At the other extreme-with very little middle ground-are girls growing up with scant direction or guidance about their sexual lives, other than the most clinical. Is it any wonder that so many girls are binge-drinking and reporting, quite candidly, that this kind of drinking is a necessary part of their preparation for sexual activity? Unlike the girls of my era, who looked forward to sex, not as a physical pleasure (although it would-eventually-become that for most of us), but as a way of becoming ever closer to our boyfriends, these girls are preparing themselves for acts and experiences that are frightening, embarrassing, uncomfortable at best, painful at worst. These girls aren’t embracing sex, all evidence to the contrary. They’re terrified of it.

And for all of these reasons, we can hail Testimony as a book that bridges the values of girls’ desire for committed relationships with the realities of the sexual era in which we live. Because at its real center isn’t the sex party, but rather a lovely relationship, one between characters named Silas and Noelle. They are good students, well-liked by their teachers, and perfectly suited to fall in love, which they do. Testimony, it turns out, is a Boyfriend Story. In fact, its weakest prose-of the kind associated with the teen novels I devoured as a girl, not with the mature fiction of a major American novelist-is also its most compelling, as it describes the shy beginnings of their love affair and the careful ways in which they earn each other’s trust. And unlike the forever-chaste characters in High School Musical and Taylor Swift’s songs, they have sex.

As Noelle recounts it:
I discover that making love is not one moment or two. It is a hundred moments, a hundred doors that open, doors to rooms you have never been inside before … Even the soreness is a door, one that I have never been through … I lie in Silas’s arms, feeling the soreness, and I think that I have crossed over into being a woman.

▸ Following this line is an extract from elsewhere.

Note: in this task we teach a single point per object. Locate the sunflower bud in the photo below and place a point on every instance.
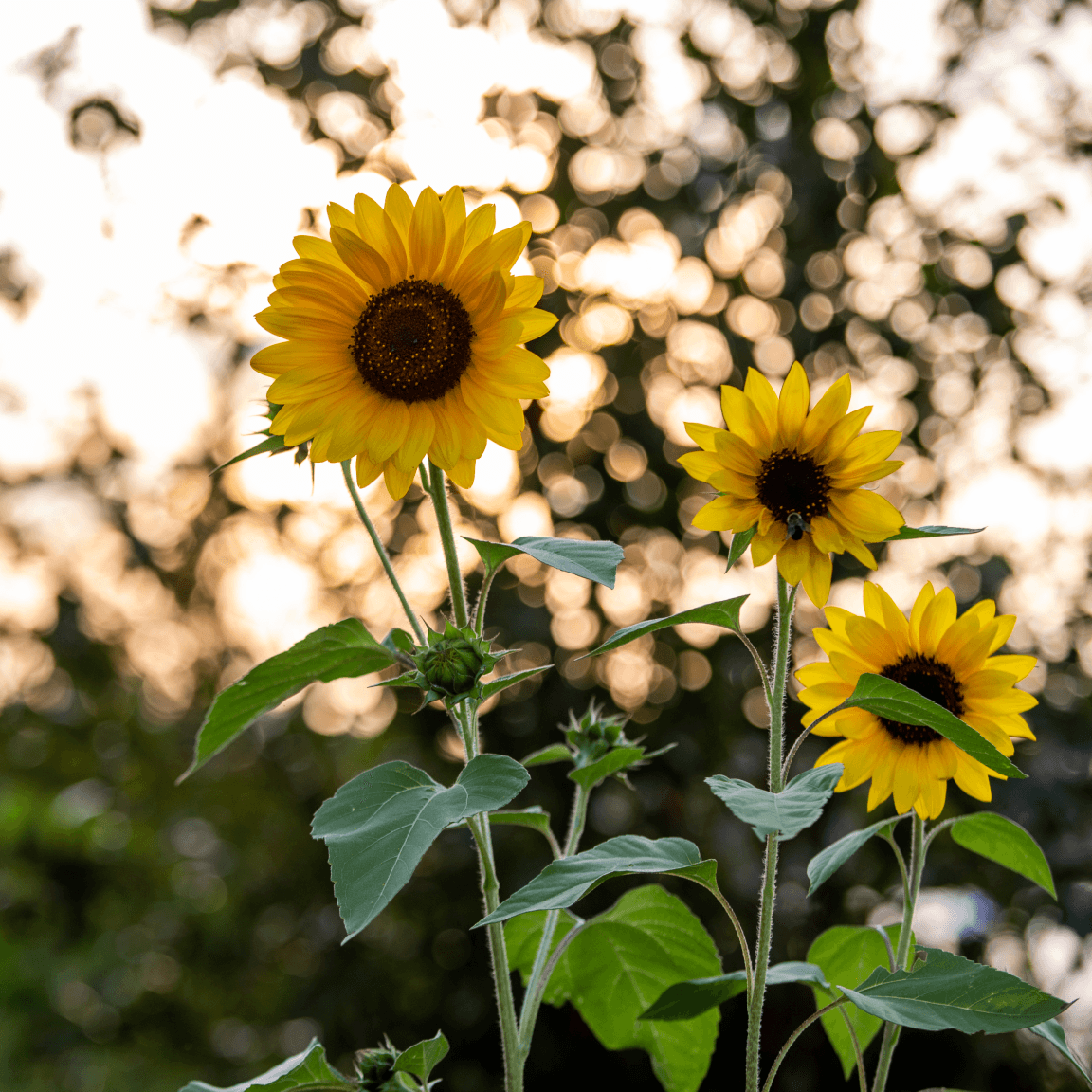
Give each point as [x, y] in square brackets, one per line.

The mystery at the heart of Testimony is that Silas ends up destroying his relationship with Noelle-and much more than that-by taking part in the sex party. The reason for this turns out to be a bit overdetermined (wresting a novel out of ugly incidents like that at Milton would have been impossible without some bit of business like this*), but lends the book an element of real tragedy, which is what the current hookup culture seems to be, at least for the girls growing up in it. I would encourage every parent of a teenage girl to give her a copy of Testimony. Certainly, it contains several passages that are bleakly obscene. But it also offers girls the exact kind of story they want to read, and it sets that story not in the arcadia of a sanitized high school where emotion is sublimated into show tunes and production numbers, but in the midst of the very real pressures and temptations that they are trying so hard-and with so little help from us-to resist.

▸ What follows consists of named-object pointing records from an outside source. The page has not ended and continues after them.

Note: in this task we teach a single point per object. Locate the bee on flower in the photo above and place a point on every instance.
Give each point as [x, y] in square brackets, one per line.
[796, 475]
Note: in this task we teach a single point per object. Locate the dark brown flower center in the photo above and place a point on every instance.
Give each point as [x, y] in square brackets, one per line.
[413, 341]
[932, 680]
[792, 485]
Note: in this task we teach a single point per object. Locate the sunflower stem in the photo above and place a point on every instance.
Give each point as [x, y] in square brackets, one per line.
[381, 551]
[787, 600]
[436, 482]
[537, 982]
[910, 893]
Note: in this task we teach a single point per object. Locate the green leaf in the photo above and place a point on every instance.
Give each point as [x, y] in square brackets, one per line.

There might seem something wan, even pitiable, about all these young girls pining for boyfriends instead of hookups. But the wishes of girls, you have to remember, have always been among the most powerful motivators in the lives of young men. They still are.

Correction: The print version of this piece incorrectly stated that Anita Shreve’s novel Testimony was based on the 2005 sex scandal at Milton Academy in Massachusetts. According to Ms. Shreve, the novel was not based on that incident. We regret the error.